By day, Rodriguez, a 2003 Harker Heights High School graduate, is a development specialist at the Central Texas Workforce Center in Killeen. By evening and on weekends, she is creator and owner of Lee Designs, refurbishing and making furniture by hand.
Inside the garage of her Killeen home, wood chips fly through the air along with the smells of lemon oil and acrylic paint. Light music plays as Rodriguez prepares to finish her project.
“I love doing this. It brings me joy every minute,” Rodriguez said.
Born in New York and raised in Puerto Rico and other places around the globe, Rodriguez and her family settled in Central Texas in 1995.
“Both of my parents served in the Army, so the moving around helped me with many of my designing influences as well as 1800-era history,” Rodriguez said.
By the time she was 9, Rodriguez already started painting on canvas and began working with furniture when she was 11. She learned everything from her mother.
“The women in my family take pride in furniture-making,” Rodriguez said. “It is almost an unofficial family tradition.”
Now, Rodriguez’s son, Andres, is carrying on that tradition.
“He is my little helper around the shop. He measures, cleans and even helps me paint,” she said.
In early 2012, Rodriguez was encouraged by her co-worker, Marcus Carr, to take her hobby to a more serious level and start a business.
“We saw her work and wanted to help her take this to a another level. She is very talented and we always give her old furniture to be refurbished or to change into, who knows, a new coffee table,” Carr said.
By mid-2012, Rodriguez began making a name for herself by word of mouth.
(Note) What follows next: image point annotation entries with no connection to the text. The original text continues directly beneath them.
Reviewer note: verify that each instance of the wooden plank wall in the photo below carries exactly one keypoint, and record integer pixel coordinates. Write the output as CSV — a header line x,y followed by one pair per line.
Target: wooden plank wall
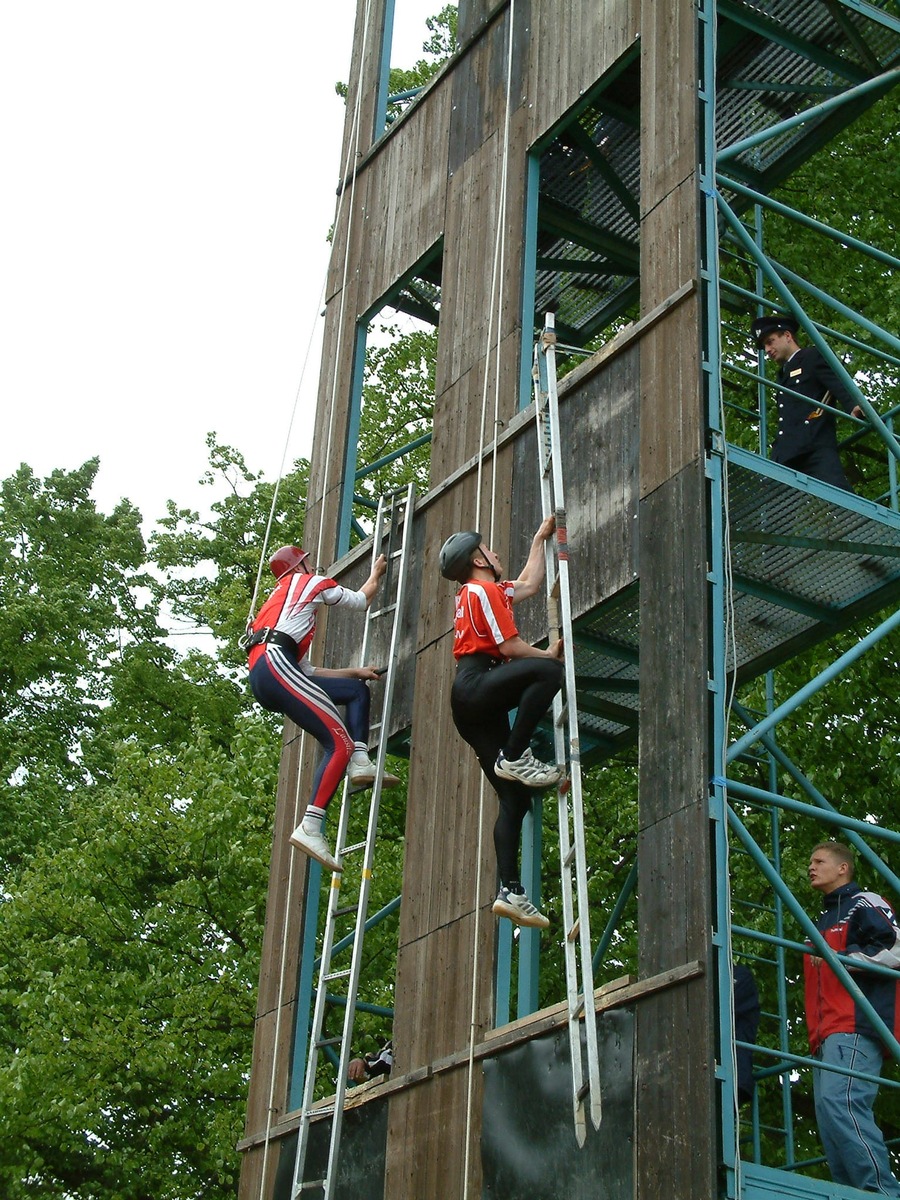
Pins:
x,y
437,177
675,907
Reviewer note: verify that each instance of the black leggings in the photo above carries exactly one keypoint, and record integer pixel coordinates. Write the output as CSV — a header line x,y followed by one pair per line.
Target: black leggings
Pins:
x,y
484,693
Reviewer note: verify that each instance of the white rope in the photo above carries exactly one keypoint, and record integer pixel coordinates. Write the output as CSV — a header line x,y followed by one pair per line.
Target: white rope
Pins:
x,y
264,549
496,295
351,160
349,168
282,973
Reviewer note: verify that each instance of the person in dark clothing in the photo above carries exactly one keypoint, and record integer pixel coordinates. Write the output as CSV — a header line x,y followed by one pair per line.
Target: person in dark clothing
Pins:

Soon she was vending at fairs, and even helped raise funds to support veterans. By the end of 2012, Rodriguez was selling her furniture throughout Bell County.
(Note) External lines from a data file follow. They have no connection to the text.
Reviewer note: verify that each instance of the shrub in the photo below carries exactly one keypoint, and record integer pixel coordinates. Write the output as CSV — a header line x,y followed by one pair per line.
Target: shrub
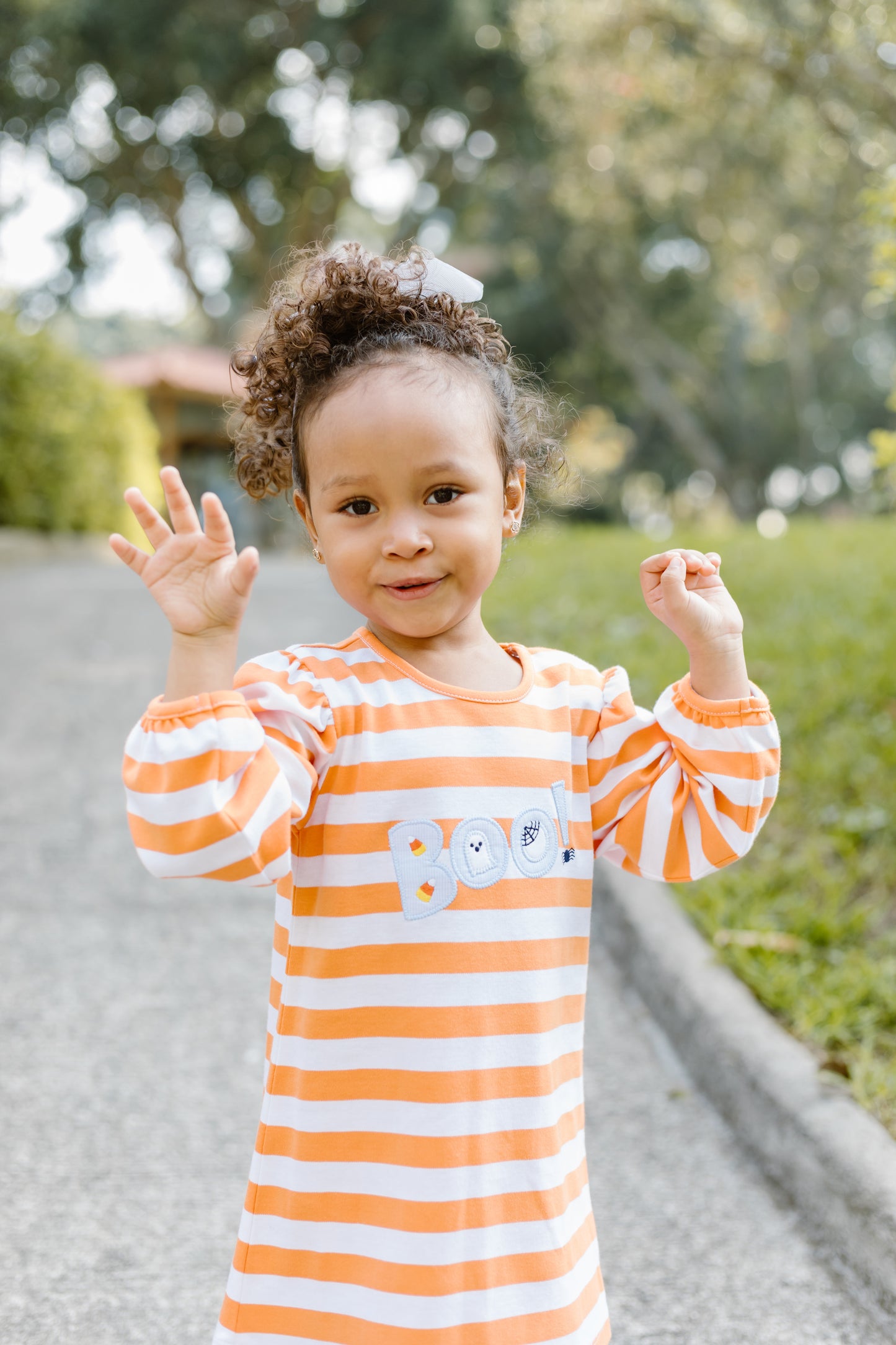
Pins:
x,y
70,442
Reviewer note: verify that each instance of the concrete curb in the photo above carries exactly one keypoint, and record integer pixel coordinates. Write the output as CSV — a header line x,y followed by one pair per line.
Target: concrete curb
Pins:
x,y
833,1160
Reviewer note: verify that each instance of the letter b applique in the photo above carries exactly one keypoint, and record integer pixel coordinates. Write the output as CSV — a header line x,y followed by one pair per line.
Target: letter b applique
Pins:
x,y
424,884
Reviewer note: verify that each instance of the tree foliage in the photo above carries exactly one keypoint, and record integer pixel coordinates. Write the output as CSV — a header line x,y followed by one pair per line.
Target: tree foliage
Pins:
x,y
70,442
709,161
663,195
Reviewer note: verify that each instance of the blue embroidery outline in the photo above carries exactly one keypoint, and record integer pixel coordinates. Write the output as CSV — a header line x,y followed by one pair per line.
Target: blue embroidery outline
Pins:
x,y
413,872
497,842
519,828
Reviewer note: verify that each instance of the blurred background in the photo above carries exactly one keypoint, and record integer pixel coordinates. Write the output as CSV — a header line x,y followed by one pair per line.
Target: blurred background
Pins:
x,y
684,215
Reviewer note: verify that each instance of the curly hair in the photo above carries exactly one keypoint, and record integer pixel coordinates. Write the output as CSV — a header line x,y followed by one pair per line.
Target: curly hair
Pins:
x,y
335,314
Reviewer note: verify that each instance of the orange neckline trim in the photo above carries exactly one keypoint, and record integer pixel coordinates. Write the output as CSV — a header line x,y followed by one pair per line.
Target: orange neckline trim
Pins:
x,y
458,693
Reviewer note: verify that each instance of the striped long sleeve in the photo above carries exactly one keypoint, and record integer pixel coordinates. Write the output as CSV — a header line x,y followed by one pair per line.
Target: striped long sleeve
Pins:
x,y
215,782
684,791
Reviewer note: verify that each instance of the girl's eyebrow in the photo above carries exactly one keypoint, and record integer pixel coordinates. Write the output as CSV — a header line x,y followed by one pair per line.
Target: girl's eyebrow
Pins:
x,y
428,470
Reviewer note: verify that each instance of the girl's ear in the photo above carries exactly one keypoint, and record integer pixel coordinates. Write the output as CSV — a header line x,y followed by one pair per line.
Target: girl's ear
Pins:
x,y
305,514
513,501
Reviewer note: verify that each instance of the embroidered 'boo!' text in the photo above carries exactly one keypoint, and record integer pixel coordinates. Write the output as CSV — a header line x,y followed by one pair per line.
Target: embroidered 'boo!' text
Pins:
x,y
479,854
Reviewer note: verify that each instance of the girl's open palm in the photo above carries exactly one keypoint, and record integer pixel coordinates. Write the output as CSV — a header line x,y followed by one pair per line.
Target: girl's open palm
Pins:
x,y
687,594
197,578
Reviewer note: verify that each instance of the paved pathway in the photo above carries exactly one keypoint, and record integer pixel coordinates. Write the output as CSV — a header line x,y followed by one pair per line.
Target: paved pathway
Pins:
x,y
132,1020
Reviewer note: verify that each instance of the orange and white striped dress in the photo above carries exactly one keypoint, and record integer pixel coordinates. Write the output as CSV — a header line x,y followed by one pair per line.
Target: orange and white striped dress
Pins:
x,y
420,1174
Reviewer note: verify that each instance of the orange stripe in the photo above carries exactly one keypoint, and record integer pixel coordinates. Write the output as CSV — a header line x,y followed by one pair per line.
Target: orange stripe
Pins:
x,y
676,864
430,1086
740,766
450,959
508,895
187,837
715,846
421,1150
426,1281
367,837
272,846
157,717
448,772
636,746
155,778
461,715
351,1331
418,1216
461,1021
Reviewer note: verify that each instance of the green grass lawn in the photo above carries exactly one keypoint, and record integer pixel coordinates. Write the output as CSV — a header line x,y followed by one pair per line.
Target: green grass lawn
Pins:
x,y
820,610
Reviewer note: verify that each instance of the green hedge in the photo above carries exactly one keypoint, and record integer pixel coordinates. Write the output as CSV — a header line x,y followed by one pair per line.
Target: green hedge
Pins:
x,y
821,641
70,442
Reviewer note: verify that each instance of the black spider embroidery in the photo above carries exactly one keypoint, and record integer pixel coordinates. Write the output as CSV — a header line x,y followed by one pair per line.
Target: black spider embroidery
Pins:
x,y
531,831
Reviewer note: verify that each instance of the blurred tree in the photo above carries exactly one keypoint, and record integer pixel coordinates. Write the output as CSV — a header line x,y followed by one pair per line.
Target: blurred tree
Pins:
x,y
708,161
65,459
661,195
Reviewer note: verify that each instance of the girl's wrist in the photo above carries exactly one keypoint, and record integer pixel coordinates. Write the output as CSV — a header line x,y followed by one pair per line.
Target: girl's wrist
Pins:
x,y
719,669
200,663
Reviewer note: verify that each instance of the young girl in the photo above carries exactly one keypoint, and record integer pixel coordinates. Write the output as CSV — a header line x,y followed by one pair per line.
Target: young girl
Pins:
x,y
428,803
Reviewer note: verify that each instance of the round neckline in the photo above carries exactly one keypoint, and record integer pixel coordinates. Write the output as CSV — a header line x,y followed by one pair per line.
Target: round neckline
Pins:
x,y
458,693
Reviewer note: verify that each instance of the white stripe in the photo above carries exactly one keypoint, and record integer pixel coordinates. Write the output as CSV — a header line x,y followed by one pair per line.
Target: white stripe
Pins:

“It was very exciting to finally get the ball rolling,” she said.
In 2013, after her grandmother died, Rodriguez had to take a break from her business.
“I took it very hard when she passed, so I had to step away from the business side of things,” Rodriguez said. “My grandmother was the rock of the family and we were really close.
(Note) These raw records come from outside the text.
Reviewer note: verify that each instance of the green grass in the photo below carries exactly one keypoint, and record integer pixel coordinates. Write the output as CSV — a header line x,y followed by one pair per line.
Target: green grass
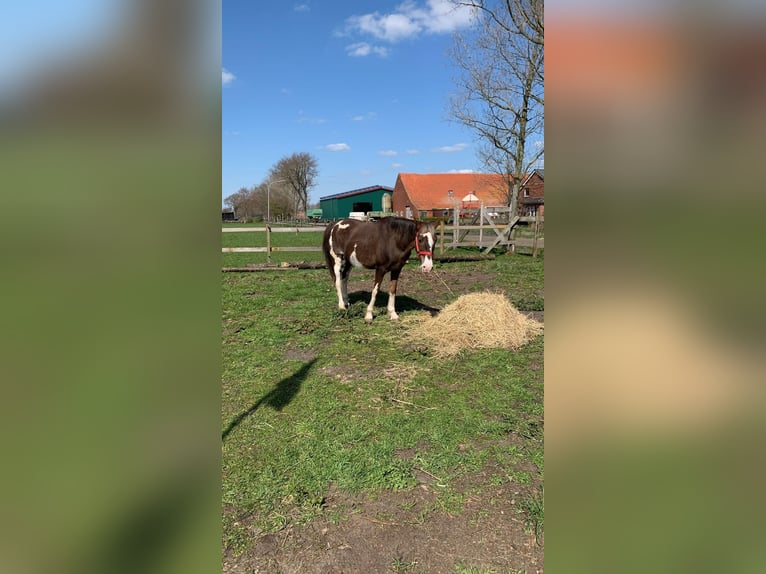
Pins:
x,y
462,568
314,398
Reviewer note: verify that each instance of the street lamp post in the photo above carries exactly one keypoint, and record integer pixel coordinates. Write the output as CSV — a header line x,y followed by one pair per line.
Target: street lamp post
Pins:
x,y
268,198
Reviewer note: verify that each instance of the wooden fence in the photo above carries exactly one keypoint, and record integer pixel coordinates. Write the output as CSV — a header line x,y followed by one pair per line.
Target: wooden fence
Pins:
x,y
269,247
490,227
486,228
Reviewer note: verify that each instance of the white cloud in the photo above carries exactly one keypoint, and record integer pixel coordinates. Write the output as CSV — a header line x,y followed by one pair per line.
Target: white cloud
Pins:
x,y
364,117
336,147
410,20
450,148
361,49
227,77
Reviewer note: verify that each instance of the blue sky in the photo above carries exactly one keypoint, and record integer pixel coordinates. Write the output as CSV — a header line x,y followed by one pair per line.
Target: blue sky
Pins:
x,y
362,86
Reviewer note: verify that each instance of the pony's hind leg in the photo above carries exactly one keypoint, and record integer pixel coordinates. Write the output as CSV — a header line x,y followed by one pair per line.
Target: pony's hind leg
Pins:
x,y
340,281
345,272
378,278
391,308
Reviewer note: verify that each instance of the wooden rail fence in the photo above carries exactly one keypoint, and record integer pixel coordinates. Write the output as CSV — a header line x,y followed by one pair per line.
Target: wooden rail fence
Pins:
x,y
269,247
479,229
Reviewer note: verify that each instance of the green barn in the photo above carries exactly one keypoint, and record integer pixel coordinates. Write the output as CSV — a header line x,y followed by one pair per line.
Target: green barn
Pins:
x,y
365,200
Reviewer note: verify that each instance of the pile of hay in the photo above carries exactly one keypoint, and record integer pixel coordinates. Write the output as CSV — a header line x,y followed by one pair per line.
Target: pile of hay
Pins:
x,y
475,321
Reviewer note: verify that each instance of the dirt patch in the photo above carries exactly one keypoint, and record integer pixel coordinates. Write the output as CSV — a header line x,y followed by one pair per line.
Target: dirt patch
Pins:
x,y
405,531
298,354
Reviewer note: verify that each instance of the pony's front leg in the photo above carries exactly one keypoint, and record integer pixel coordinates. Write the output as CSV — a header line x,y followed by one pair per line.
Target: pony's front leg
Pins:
x,y
378,278
392,295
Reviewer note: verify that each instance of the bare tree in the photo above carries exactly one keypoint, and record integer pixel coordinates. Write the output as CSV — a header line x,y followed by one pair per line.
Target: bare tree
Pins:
x,y
243,203
500,94
299,171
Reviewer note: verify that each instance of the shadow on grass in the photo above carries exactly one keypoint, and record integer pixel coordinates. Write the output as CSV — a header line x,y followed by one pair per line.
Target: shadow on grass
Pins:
x,y
403,302
277,398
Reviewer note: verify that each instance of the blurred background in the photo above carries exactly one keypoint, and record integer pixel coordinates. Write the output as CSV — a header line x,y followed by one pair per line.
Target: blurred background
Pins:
x,y
655,323
110,171
110,178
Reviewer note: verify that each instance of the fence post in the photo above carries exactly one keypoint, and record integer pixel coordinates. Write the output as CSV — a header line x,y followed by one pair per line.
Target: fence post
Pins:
x,y
441,237
455,226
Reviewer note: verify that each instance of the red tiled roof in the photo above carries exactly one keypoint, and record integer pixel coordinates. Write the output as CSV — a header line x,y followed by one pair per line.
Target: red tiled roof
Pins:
x,y
429,191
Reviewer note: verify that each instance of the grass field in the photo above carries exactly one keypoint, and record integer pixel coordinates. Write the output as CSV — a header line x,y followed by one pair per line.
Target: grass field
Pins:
x,y
315,401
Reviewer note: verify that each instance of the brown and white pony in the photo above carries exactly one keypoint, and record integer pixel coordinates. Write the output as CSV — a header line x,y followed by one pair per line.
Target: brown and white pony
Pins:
x,y
384,245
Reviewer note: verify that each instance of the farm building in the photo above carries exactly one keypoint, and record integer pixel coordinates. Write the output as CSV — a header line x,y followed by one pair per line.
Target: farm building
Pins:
x,y
435,194
364,200
532,194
During her grieving, she started to paint images of her grandmother. In the process, she found a new artistic method — paper acrylic — an extremely versatile, fast-drying form of painting.
Rodriguez said she’s now ready to start her business again.
“I see myself owning a shop one day and being solely focused on my craft,” she said. “When I paint, decorate or even design, I am expressing myself without speaking. This is not only my hobby, but it is my therapy.”